Author Contributions

Conceptualization, F.W. and Y.W.; design, C.L., Y.F.O., P.S., M.B., M.C., V.S. and A.B.-M.; methodology, Y.W., L.B.-W. and F.W.; formal analysis, C.L., S.K., J.V. and F.W.; clinical investigation, V.R., N.M., G.P. and L.B.-W.; writing, F.W. and Y.W.; data interpretation and reviewing, C.L., Y.F.O., P.S., M.B., M.C., V.S., A.B.-M., F.W. and Y.W.; project administration, S.P., L.B.-W. and F.W. All authors have read and agreed to the published version of the manuscript.

Institutional Review Board Statement

The study was conducted according to the guidelines of the Declaration of Helsinki of 1975 (https://www.wma.net/what-we-do/medical-ethics/declaration-of-helsinki/, accessed on 1 April 2021) revised in 2013. The human study was approved by the French Ethical Committee French Ethical Committee (2021-071 RIPH2 HPS/N° SI RIPH: 21.05.18.40345/N° EudraCT/ID RCB: 2021-A01211-40/Comité de Protection des Personnes CPP Sud-Est 1; approved 18 June 2021). The volunteers were informed of the objectives of the present study and of the potential risks.

Informed Consent Statement

Written informed consent was obtained from all subjects involved in the study.

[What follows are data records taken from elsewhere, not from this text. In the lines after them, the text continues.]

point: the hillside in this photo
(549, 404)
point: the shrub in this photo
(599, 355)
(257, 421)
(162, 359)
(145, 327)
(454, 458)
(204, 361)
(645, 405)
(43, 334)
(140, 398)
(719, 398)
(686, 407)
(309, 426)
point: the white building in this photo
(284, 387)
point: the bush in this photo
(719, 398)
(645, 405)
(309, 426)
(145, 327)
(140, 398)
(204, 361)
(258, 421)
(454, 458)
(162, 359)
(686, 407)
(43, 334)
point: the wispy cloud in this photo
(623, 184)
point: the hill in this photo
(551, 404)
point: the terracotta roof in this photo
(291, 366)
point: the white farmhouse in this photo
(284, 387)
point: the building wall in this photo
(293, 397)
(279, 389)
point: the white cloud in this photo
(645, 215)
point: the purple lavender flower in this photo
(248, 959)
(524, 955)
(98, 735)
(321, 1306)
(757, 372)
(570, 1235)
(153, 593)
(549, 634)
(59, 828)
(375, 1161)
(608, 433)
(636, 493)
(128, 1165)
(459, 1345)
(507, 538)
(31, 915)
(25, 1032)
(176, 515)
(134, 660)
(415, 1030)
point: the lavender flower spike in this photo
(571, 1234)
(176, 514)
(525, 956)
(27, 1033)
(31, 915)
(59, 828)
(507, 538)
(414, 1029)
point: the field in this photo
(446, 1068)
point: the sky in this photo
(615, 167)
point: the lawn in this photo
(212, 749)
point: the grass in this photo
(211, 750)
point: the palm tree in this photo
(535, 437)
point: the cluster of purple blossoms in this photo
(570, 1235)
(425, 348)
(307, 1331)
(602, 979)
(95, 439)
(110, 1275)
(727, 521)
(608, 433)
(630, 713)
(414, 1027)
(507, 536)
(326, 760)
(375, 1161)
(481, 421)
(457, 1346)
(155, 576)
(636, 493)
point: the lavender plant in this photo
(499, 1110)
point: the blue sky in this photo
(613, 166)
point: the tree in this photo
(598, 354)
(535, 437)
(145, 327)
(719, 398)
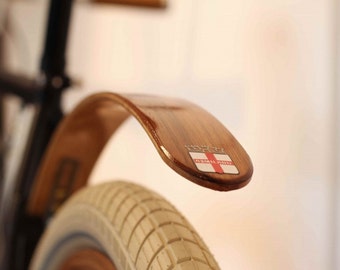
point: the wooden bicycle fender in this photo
(189, 139)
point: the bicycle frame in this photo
(45, 92)
(23, 218)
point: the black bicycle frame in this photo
(23, 231)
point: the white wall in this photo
(266, 70)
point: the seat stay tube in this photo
(24, 231)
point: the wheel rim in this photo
(88, 259)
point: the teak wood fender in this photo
(189, 139)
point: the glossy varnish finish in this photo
(175, 126)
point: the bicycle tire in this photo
(133, 226)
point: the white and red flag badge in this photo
(218, 162)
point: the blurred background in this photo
(266, 69)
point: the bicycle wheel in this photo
(120, 225)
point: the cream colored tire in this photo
(133, 226)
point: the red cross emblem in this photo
(211, 162)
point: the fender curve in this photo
(181, 132)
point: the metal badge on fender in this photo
(212, 159)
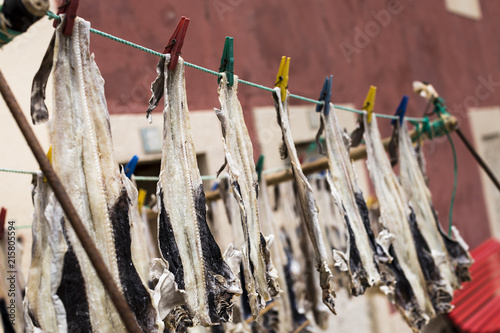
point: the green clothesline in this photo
(248, 83)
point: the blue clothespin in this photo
(130, 167)
(215, 186)
(401, 110)
(227, 61)
(325, 96)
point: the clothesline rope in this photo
(248, 83)
(154, 178)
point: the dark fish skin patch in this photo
(7, 326)
(429, 269)
(72, 291)
(298, 317)
(138, 298)
(219, 300)
(459, 255)
(168, 246)
(355, 265)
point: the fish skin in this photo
(309, 210)
(83, 158)
(362, 255)
(260, 280)
(208, 282)
(416, 306)
(49, 251)
(39, 112)
(452, 258)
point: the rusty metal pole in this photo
(114, 293)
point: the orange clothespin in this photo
(69, 7)
(141, 197)
(370, 103)
(282, 77)
(176, 41)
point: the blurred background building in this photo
(452, 44)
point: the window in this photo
(467, 8)
(485, 124)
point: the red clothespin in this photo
(69, 7)
(176, 41)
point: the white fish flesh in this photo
(410, 291)
(260, 274)
(309, 210)
(452, 257)
(103, 196)
(185, 240)
(362, 254)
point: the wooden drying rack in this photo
(357, 153)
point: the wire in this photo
(18, 171)
(455, 181)
(209, 71)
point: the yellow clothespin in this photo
(370, 103)
(140, 199)
(282, 77)
(49, 156)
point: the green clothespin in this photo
(259, 166)
(439, 106)
(227, 61)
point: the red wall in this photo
(421, 41)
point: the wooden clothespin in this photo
(175, 42)
(282, 76)
(401, 111)
(370, 103)
(141, 197)
(325, 96)
(69, 7)
(130, 167)
(227, 62)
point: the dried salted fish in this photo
(43, 306)
(410, 292)
(309, 210)
(103, 196)
(185, 240)
(280, 260)
(451, 256)
(363, 253)
(260, 274)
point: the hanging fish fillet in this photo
(309, 210)
(284, 312)
(47, 258)
(184, 237)
(452, 256)
(260, 274)
(410, 294)
(103, 196)
(362, 254)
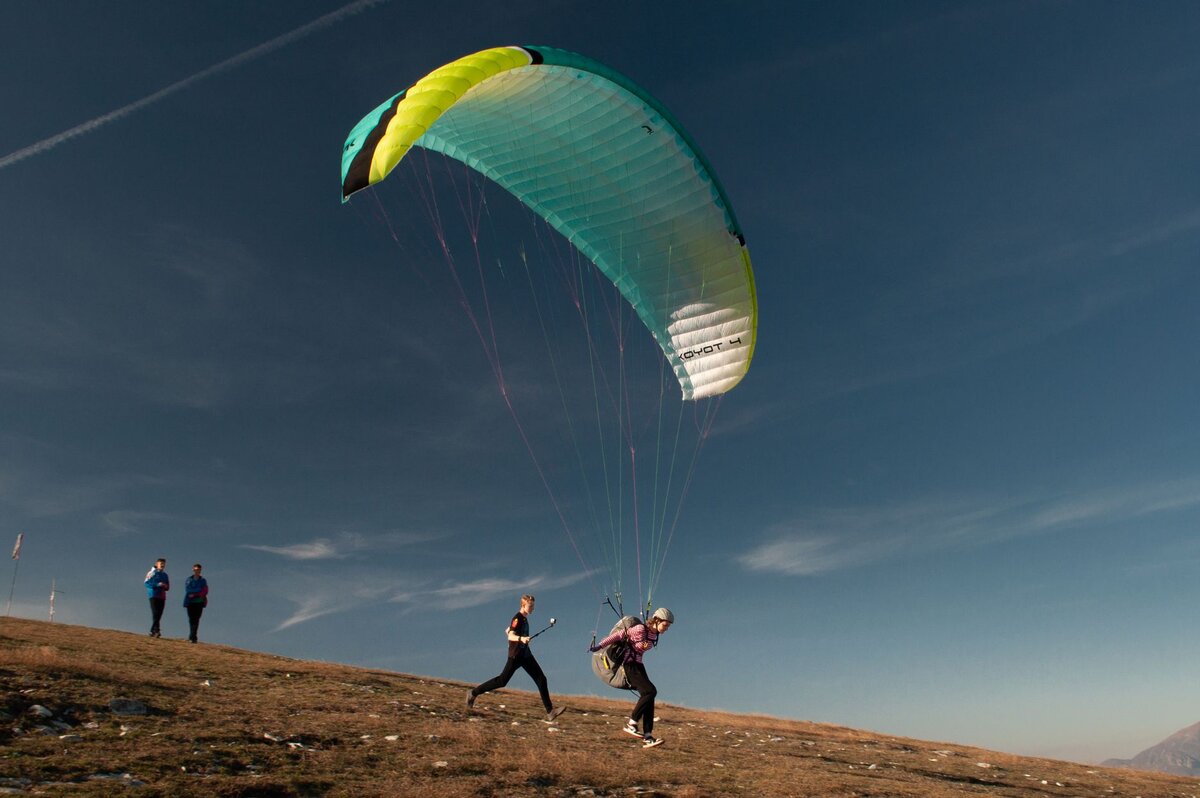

Data Availability Statement

The data presented in this study are available on request from the corresponding author. The data are not publicly available due to ethical restrictions.

Conflicts of Interest

F.W. and L.B.-W. work for Clinic’n’Cell SAS (Faculty of Medicine and Pharmacy Clermont-Ferrand- France); C.L., Y.F.O., P.S., S.P., M.B., M.C., V.S., A.B.-M. work for VALBIOTIS and provided the ingredient. Y.W. provides scientific consulting for Clinic’n’Cell SAS; S.K., J.V., V.R., N.M., and G.P. have no conflict of interest to declare.

Funding Statement

This study was sponsored by VALBIOTIS SA and supported by a FEDER (Fonds Européen de Développement Régional) grant contract 2015RPC-BAFE-114. The contribution of Y.W. was supported by INRAE. The contribution of PIC/CIC (V.R., N.M., G.P.) was supported by INSERM and the University Hospital.